Roanoke (VA) Times
Does your child attend a school that instills a lifelong love and respect for knowledge and learning, an appreciation for the importance of hard work and self-reliance for success, and the discovery of individual strengths to invent, design or apply? A school that enables students to be competitive at an international level with their top-performing peers in countries like Finland, Korea or China?
While Virginia has some public schools like this, we don’t have nearly enough. When it comes to promoting educational innovation, Virginia still has a long way to go. Welcoming a variety of school options, like high-quality charter schools, can go a long way toward meeting this challenge.
For families relying on the quality of Virginia’s education standards, there is room for concern as the quality and rigor the commonwealth was once known for is slipping.
The National Center for Educational Statistics, part of the research arm of the U.S. Department of Education, published a report that shows the rigor of the Virginia Standards of Learning is below average when comparing state test results against the National Assessment of Educational Progress, informally known as the Nation’s Report Card.
Specifically, a “proficient” score on the SOLs translates to a score of “basic” on the NAEP. So, while you can feel positive about your child’s proficient SOL scores, those nagging doubts about your child’s readiness for college are justified.
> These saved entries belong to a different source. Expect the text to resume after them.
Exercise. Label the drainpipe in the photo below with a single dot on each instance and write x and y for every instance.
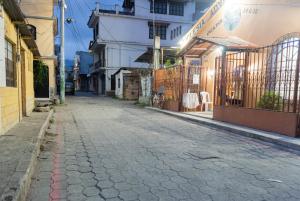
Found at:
(18, 71)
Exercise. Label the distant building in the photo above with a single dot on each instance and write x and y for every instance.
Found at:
(123, 35)
(82, 63)
(40, 15)
(17, 52)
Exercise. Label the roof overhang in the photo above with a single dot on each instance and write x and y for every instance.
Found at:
(92, 19)
(147, 56)
(17, 17)
(200, 45)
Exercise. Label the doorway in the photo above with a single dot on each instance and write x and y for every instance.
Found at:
(23, 83)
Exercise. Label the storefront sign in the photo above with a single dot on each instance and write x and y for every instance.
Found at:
(204, 20)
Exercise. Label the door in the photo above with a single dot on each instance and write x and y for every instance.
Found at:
(23, 83)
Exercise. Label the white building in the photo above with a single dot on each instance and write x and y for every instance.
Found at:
(123, 33)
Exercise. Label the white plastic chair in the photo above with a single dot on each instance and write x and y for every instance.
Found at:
(205, 100)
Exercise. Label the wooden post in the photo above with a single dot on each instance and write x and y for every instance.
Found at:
(223, 78)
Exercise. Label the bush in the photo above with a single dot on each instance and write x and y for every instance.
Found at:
(270, 101)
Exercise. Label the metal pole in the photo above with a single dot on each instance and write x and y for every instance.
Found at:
(154, 33)
(62, 53)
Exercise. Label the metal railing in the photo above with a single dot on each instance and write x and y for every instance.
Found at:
(265, 78)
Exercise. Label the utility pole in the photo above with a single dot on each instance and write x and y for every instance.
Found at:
(156, 40)
(62, 52)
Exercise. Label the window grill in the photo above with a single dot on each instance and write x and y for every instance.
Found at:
(265, 78)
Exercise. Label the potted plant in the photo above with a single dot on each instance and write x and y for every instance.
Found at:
(270, 101)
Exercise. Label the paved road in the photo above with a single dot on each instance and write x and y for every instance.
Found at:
(112, 150)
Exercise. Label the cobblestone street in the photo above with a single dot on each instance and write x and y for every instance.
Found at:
(104, 149)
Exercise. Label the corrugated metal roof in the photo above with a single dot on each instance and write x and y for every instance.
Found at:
(16, 15)
(199, 45)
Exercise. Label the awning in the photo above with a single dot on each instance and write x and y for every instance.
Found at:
(199, 45)
(147, 56)
(16, 15)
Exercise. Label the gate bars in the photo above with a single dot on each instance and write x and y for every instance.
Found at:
(264, 78)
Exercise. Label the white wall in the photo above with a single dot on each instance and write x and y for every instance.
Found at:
(122, 55)
(108, 74)
(134, 30)
(142, 9)
(119, 90)
(2, 56)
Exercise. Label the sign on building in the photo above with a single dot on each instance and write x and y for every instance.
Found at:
(2, 42)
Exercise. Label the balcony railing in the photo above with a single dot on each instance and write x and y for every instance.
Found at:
(115, 9)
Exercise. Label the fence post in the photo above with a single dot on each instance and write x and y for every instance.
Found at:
(296, 87)
(245, 87)
(223, 78)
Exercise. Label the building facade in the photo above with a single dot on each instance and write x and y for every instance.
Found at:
(125, 32)
(17, 51)
(250, 62)
(40, 14)
(82, 63)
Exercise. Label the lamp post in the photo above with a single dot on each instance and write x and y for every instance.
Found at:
(62, 53)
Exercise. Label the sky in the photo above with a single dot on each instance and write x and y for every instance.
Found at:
(77, 34)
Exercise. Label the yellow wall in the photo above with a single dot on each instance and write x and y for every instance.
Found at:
(11, 97)
(46, 29)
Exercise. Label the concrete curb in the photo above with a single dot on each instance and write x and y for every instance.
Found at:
(285, 141)
(25, 182)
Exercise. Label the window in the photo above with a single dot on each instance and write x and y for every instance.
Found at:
(176, 32)
(160, 7)
(96, 31)
(9, 65)
(282, 67)
(160, 29)
(176, 8)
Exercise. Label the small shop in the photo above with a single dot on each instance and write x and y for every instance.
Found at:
(240, 65)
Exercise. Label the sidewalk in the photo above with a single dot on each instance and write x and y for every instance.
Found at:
(288, 142)
(19, 148)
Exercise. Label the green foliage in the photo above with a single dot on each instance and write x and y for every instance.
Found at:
(40, 73)
(270, 101)
(168, 63)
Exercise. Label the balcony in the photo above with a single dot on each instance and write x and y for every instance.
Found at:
(116, 12)
(116, 9)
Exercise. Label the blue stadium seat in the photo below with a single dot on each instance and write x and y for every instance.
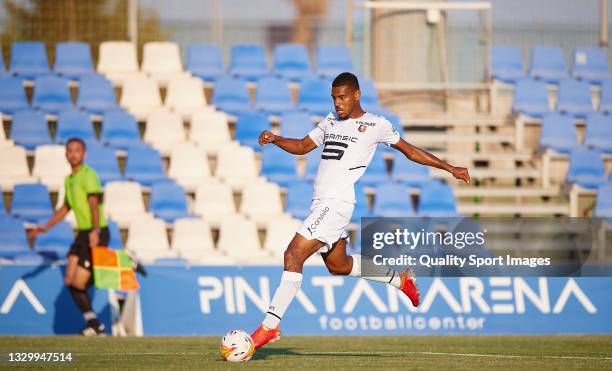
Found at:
(248, 61)
(437, 199)
(119, 129)
(249, 126)
(273, 96)
(168, 202)
(315, 96)
(51, 94)
(291, 61)
(73, 60)
(548, 64)
(13, 239)
(299, 198)
(507, 64)
(103, 161)
(278, 166)
(574, 98)
(393, 200)
(205, 61)
(586, 168)
(30, 129)
(530, 98)
(591, 65)
(144, 165)
(332, 60)
(29, 59)
(558, 133)
(231, 95)
(31, 202)
(409, 172)
(96, 94)
(599, 132)
(296, 124)
(74, 123)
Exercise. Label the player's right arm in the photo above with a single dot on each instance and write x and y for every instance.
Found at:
(295, 146)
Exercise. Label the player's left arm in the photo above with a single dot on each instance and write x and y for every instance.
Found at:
(421, 156)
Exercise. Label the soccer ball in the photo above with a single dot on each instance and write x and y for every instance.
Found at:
(237, 346)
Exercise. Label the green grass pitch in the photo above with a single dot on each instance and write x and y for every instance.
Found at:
(296, 352)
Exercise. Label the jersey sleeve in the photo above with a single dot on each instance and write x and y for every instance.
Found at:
(388, 135)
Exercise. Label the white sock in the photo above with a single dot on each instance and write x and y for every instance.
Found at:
(375, 272)
(286, 291)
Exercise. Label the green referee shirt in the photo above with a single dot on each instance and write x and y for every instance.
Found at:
(78, 186)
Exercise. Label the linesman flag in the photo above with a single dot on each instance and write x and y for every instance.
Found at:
(112, 269)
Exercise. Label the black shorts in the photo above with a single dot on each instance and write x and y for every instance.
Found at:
(80, 246)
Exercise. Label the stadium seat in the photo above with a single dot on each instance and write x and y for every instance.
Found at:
(332, 60)
(31, 202)
(51, 94)
(558, 133)
(315, 96)
(30, 129)
(123, 202)
(278, 166)
(249, 126)
(13, 167)
(231, 95)
(530, 98)
(117, 60)
(236, 166)
(273, 96)
(548, 64)
(261, 202)
(168, 202)
(210, 131)
(185, 96)
(96, 94)
(437, 199)
(144, 165)
(591, 65)
(73, 60)
(248, 62)
(599, 132)
(51, 166)
(507, 64)
(119, 129)
(29, 59)
(162, 61)
(393, 200)
(13, 239)
(140, 95)
(188, 166)
(586, 168)
(165, 131)
(103, 161)
(205, 61)
(214, 201)
(291, 61)
(574, 98)
(12, 95)
(74, 123)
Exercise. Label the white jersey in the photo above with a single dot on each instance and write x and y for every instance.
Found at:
(349, 146)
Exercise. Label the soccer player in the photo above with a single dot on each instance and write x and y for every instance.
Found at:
(350, 138)
(82, 195)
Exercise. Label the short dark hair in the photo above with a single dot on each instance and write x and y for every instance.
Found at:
(346, 78)
(77, 140)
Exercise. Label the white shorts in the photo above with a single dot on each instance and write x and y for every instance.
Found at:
(327, 221)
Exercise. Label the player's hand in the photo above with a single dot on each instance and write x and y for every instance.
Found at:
(461, 173)
(266, 137)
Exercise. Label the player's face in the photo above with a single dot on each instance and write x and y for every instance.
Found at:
(346, 99)
(75, 153)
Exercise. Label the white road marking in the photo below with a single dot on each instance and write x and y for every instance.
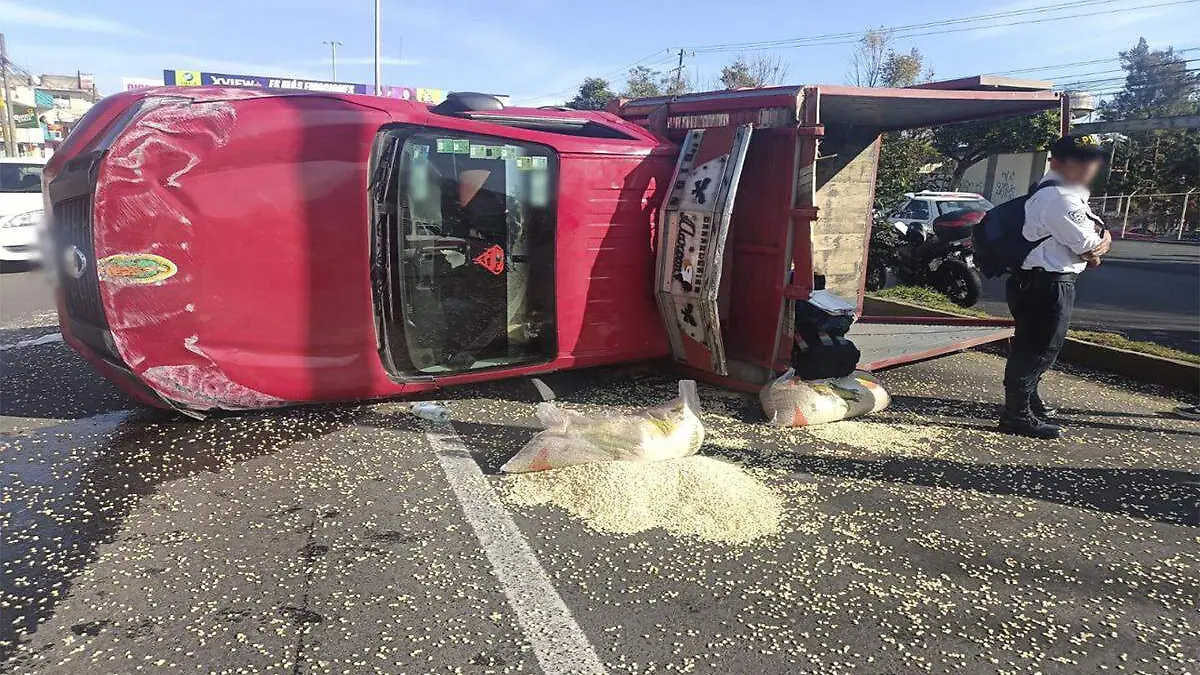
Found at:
(33, 341)
(558, 641)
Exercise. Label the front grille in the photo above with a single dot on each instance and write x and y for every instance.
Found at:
(73, 231)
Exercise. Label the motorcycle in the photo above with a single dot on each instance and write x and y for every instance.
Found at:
(942, 260)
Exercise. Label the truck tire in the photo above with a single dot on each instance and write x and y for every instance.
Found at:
(960, 282)
(876, 275)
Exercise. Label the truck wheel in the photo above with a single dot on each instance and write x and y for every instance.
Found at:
(876, 275)
(959, 282)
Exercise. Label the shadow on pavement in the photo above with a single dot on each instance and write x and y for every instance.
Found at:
(70, 487)
(51, 381)
(987, 413)
(1149, 494)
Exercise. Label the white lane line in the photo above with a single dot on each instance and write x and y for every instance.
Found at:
(31, 342)
(558, 641)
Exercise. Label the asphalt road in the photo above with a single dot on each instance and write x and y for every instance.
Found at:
(1144, 290)
(359, 539)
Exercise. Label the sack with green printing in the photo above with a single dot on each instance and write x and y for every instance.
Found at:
(791, 401)
(667, 431)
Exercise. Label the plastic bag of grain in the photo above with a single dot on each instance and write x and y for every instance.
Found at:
(791, 401)
(667, 431)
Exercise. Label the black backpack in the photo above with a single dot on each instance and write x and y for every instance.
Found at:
(1000, 246)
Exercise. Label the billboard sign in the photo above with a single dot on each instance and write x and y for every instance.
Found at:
(199, 78)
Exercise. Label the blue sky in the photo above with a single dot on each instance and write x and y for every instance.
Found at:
(538, 51)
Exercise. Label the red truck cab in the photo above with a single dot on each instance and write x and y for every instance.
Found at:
(243, 249)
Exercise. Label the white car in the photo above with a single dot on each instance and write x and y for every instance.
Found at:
(921, 208)
(21, 209)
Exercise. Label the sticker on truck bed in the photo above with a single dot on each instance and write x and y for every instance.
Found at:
(136, 268)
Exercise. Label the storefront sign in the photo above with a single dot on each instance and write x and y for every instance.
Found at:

A student who scores basic on NAEP is not on track for college, whereas a student who scores proficient or higher on the NAEP (not the SOLs) is considered college-ready.
And on the NAEP, only 2 out of 5 Virginia students scored proficient on 4th-grade reading and math. Even more distressingly, only 1 out of 3 Virginia students scored proficient on 8th-grade reading and math on the NAEP, which means college-readiness is declining the longer students are in school.
Digging deeper, over the last four years, the NAEP scores of Virginia students have flatlined or declined, especially in middle school. In math, the percent of Virginia eighth-graders scoring proficient dipped from 40 percent to 38 percent from 2011 to 2013 and remained at the same in 2015. For reading, eighth-graders have been stagnant, with the percent proficient flat since 2011, and with only 3 percent scoring “advanced.”
Now is the time for Virginia to reclaim its front-runner status as the nation’s pre-eminent educational system for every student.
How can Virginia do this? By supporting a constitutional amendment allowing the commonwealth’s board of education to directly authorize charter schools, thus opening the possibility of new, high-quality schools to be created in localities across the state.
Currently that power resides exclusively with division boards of education, which has severely limited the opportunity for innovative school operators like KIPP, Carpe Diem, National Heritage Academies, Uncommon Schools or BASIS to provide their proven-successful models to Virginia students and families.
Charter schools like these have much to offer Virginia’s suburban communities. For example, one nationally successful charter school network, National Heritage Academies, has a focused college-ready approach that enables teachers to concentrate on learning strategies for individual students, providing appropriate levels of challenge. They also support parents’ efforts to teach character at home by reinforcing and modeling universal human virtues, such as compassion, respect and integrity.
Other innovative charter school models range from those that embrace personalized and blended learning; to those that employ project-based learning; to those that emphasize science, technology, engineering and mathematics (STEM; and add the arts for STEAM); to those that are experiential/expeditionary. In each case, the teachers employing these innovative models would be certified like traditional public school teachers.
Charter schools are more than an urban phenomenon. Suburban (and rural) students also need different kinds of educational options.
Supporters of educational excellence for every student through educational options need to look past old labels to embrace new opportunities for Virginia education. Can we afford not to?